Tomorrow down to the old Jewish quarter for some Klezmer music and some hopefully, excellent pierogis.

Til then,

Lyle

08 October 2005

aHHH Berlin.


Spent today at the Botanical Gardens. A lot different than Kew, but quite impressive nonetheless. There was a cross section of a redwood tree there, donated by Simpson Lumber and the Eureka, CA chamber of commerce! There were also a few redwoods in the North American section of the Arboretum.

The hostel I´m staying in is in Friedrichshain, sort of the new Kreuzberg. Kreuzberg was the alternative area of town before the wall fell, now it´s mostly Turks and aging hippies, lot´s of "Yuppies Out!" Graffiti. Friedricshain has lots of old turn of the century buildings and most have been restored and it´s dirt cheap to live here. A nice 2 bedroom apartment can be had for about $600 a month, unlike central London where the same would cost over $3000.

The room I´m in has six beds and I´ve yet to meet any of my roommates. I´m up early, they´re in late so all I´ve seen is their sleeping forms. The interesting thing is that they all seem to be female, although it´s possible that one is a guy, or else a girl with very large feet. Although I´m not the oldest one there I´m by far in a minority age group. I don´t feel old though.....

Yesterday I went to Potsdam and rented a bike. It was really heavy and had these weird handle bars and would only shift into 1st gear when it wanted to. I had a blast though, I was getting tired of hoofing it. Wanting to see as much as I could, I didn´t stop very much just took pictures over my shoulder. We´ll see how they turn out!

The weather has been truly amazing. With the exception of one day in London, it´s been sunny and warm. When I packed I was prepared for blasts of cold weather from Siberia but nothing so far and Krakow is supposed to be enjoying the same weather as well.

I haven´t been able to post any photos yet. I might have to have them burnt to cd and then post them from that. I´ll probably wait until I get to Krakow. Hopefully it will be cheaper.

´Til next time,

Lyle

06 October 2005

I love easyJet!

Got up at 3am this morning to catch a 330 train to Gatwick to catch a 6am flight to Berlin. Not fun although the flight was quite nice. It was an Airbus 319 and filled to the brim with seats. I can´t imagine flying overseas on such a plane but for a $30 fare it was well worth it.

Had a great day at Kew Gardens yesterday. http://www.rbgkew.org.uk/ The weather was perect and I walked so much I got a blister. I have a couple of ideas for your gardens Chris and Chris and Lew. I haven´t been able to upload photos yet but hope to soon.

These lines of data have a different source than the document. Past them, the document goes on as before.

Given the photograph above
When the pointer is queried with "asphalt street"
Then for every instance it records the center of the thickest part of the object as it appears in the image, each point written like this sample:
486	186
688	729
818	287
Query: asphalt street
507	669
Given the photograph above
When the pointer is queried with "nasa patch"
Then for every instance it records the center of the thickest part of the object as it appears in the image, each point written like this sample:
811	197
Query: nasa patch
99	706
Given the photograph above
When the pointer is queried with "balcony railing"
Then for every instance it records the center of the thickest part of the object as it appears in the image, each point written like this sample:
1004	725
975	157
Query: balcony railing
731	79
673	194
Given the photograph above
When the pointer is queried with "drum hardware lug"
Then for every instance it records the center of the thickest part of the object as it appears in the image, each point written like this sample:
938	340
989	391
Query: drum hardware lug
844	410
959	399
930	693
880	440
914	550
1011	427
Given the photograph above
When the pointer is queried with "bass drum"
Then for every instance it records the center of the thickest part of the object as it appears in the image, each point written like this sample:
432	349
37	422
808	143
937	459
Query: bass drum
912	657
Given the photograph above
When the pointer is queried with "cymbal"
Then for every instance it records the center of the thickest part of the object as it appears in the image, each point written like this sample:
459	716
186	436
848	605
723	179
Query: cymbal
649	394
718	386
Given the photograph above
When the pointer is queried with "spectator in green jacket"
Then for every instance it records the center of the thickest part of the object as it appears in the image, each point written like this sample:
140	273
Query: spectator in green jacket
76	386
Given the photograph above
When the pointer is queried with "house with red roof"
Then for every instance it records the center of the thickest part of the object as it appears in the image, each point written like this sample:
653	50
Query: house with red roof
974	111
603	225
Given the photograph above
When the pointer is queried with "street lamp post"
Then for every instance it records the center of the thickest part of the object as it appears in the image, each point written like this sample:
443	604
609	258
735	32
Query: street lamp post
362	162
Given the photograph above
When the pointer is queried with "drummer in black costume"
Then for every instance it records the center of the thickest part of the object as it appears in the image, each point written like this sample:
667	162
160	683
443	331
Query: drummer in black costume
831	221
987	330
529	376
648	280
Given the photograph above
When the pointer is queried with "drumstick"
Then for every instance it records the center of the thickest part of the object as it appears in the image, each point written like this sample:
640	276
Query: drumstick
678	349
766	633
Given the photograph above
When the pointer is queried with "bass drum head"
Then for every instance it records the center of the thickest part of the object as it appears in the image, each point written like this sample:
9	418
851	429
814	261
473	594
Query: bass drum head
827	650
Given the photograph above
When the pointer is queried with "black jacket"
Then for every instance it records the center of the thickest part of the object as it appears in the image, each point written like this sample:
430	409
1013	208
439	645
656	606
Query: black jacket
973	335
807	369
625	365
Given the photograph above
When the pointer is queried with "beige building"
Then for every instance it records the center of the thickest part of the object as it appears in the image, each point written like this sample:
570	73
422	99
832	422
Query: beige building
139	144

Today I wandered around downtown Berlin,saw the Brandenburg Gate in all its restored glory. Tons of people out and about as it was a glorious day. The leaves are only just beginning to turn.

I´m ready for a real night´s sleep. More later.

Lyle

04 October 2005

Je suis arrive`!

Well, after a bad address for the BART station and the plane having to turn around after it had left the gate, I made it to London. The weather here is beautiful, and I spent the afernoon walking through Hyde Park and Kensington Gardens. It's hard to believe such a tranquil place is surounded by 7 million people. The hostel is nice, near Victoria Station on a quiet street.

It'll be an early night and then up to go to Kew Gardens in the morning with a visit to the London Eye in the afternoon. Not much but I'll have 4 days here at the end of my trip so will have plenty of time to sightsee.

It's so easy to travel, hop on a plane and a few hours later I'm in another world but one not nearly so strange as the London I visited in 1988. Then Londoners looked different than Americans and although they still sound different they don't seem nearly so foreign. The world is a lot smaller than it was then. One thing that still stands out is the history this place is drenched in. Everywhere I turn there is a plaque commemorating something. I walked by the Princess Diana Memorial Fountain today, not that impressive really, she deserved better.